En haut lieu, au sein du clan présidentiel, on semble opter pour une démarche communicationnelle autre que celle qui a prévalu jusque-là avec l’entrée en scène du revenant Amar Saïdani qui semble prendre le relais du Premier ministre.

 Le successeur de Abdelaziz Belkhadem à la tête du FLN, sur décision du président d’honneur du parti, le président de la République, n’a pas attendu longtemps pour exercer son tout nouveau rôle, au mépris de l’usage et des règles internationales.

C’est ainsi que l’ancien président de l’APN a annoncé, en marge d’un tête-à-tête, avant-hier, avec le président du TAJ, une entrevue qui intervient dans le sillage de la reconfiguration de la fameuse alliance présidentielle, dans l’attente que d’autres partenaires la rejoignent, en perspective des prochaines échéances politiques, une réunion du Conseil des ministres pour la semaine prochaine.

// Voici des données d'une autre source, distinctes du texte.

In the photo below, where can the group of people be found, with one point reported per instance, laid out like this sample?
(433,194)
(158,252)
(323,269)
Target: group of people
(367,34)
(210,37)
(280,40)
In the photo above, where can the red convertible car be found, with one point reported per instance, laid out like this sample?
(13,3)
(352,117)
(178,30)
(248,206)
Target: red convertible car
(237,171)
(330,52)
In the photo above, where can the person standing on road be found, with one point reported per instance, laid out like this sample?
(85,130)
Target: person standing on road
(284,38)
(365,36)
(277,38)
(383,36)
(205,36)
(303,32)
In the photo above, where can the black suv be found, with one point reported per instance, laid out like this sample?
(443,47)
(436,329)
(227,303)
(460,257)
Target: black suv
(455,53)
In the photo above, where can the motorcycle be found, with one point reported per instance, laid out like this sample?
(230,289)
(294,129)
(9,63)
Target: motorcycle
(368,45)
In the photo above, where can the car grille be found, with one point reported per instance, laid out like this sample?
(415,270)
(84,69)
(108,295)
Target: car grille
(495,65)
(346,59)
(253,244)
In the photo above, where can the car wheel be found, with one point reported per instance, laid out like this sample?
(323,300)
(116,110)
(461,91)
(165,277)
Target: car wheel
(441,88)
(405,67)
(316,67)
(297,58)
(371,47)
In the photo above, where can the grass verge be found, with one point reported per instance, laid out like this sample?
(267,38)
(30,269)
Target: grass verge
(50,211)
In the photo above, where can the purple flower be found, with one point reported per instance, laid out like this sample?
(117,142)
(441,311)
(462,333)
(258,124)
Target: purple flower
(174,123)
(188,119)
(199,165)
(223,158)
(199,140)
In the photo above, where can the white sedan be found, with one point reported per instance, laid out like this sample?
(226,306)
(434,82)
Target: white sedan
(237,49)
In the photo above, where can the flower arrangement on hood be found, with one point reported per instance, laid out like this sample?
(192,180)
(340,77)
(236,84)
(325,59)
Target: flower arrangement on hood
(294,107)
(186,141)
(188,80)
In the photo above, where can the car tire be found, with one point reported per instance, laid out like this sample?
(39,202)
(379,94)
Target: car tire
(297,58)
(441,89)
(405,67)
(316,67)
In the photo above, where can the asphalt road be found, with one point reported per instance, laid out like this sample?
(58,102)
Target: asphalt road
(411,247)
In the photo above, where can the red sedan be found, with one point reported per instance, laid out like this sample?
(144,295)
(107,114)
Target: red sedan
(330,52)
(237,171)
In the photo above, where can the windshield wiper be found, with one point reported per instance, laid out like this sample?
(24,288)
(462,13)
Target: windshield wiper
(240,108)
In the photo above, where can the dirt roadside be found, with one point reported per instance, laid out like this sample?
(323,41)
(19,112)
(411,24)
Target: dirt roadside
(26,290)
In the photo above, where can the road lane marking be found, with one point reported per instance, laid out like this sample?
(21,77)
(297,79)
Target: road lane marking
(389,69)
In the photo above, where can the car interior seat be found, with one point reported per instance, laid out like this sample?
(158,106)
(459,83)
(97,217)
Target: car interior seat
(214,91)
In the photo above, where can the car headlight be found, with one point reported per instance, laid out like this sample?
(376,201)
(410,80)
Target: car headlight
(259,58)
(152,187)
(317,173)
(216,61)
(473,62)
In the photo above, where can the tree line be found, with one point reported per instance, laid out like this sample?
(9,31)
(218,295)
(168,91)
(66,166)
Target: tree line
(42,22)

Si dans son audace il n’a pas été jusqu’à divulguer l’ordre du jour de ce conclave, le premier du genre depuis longtemps, et qui signera la reprise effective des activités du président de la République depuis qu’il est en convalescence après 80 jours d’hospitalisation en France suite à un AVC dont il a été victime le 27 avril dernier avant son retour au pays le 16 juillet écoulé, Saïdani a foulé aux pieds une us et une règle tant la chose ne relève point de ses prérogatives en tant que chef de parti, aussi majoritaire soit-il.

Ceci même si Sellal a tenté de se reprendre, hier, en confirmant le tuyau de Saïdani, tenant, cependant, à apporter sa «couche» en précisant que la date d’une telle réunion du Conseil des ministres «n’a pas encore été fixée».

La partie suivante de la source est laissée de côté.